Conclusion
By the 1920s and 1930s, the cosmic politics of peace was taking new, but not necessarily less violent, forms. As elsewhere in its empire, British colonial officials sought to use law as a tool of governance, and the law was imposed through violence or the threat of violence. Through the law, the hakuma claimed its authority to kill with impunity. Death sentences were introduced for those who reopened feuds or who engaged in conflict. The hakuma’s legal peace was a physically and lethally violent peace, but a violence that the hakuma tried to limit to only being implemented by itself. Baany e biith continued to contest government power to kill with impunity, even by killing trees where government hangings were going to take place. Yet, ultimately the government’s militarised might allowed it to insist on legal peace – a ‘peace’ that permitted its own lethal violence but not the lethal violence of others.
Importantly these decades also cemented the primacy of law and the inclusion of compensation in the making of peace. Peace was still made when purity was restored through the exchange of cattle. Yet, purity now involved a form of legal compliance. To not accept peace was now an illegal act; conflict became a technical case for the law, and not a political negotiation between parties.
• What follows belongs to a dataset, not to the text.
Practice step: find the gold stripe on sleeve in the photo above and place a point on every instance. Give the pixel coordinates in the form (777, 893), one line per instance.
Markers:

The implications for cosmic politics in the Bilnyang’s communities was the hedging in of divine authorities by making them subordinate to the customary law and legal institutions. Divine authorities lost control over the boundaries and occurrence of war or peace, and instead became restricted by standardised law. The government demonstrated its control over the law both through the standardisation of the law, and also through its insistence on the accepting of compensation through legal institutions. The histories of Nyuaruac Kolang and Giiir Thiik both narrate a local understanding of the government weakening divine power not through direct violent opposition but through recognition and co-opting of this divine power. The hakuma, in Graeber’s words, was making the divine ‘sacred’ by making divine authorities subject to the law.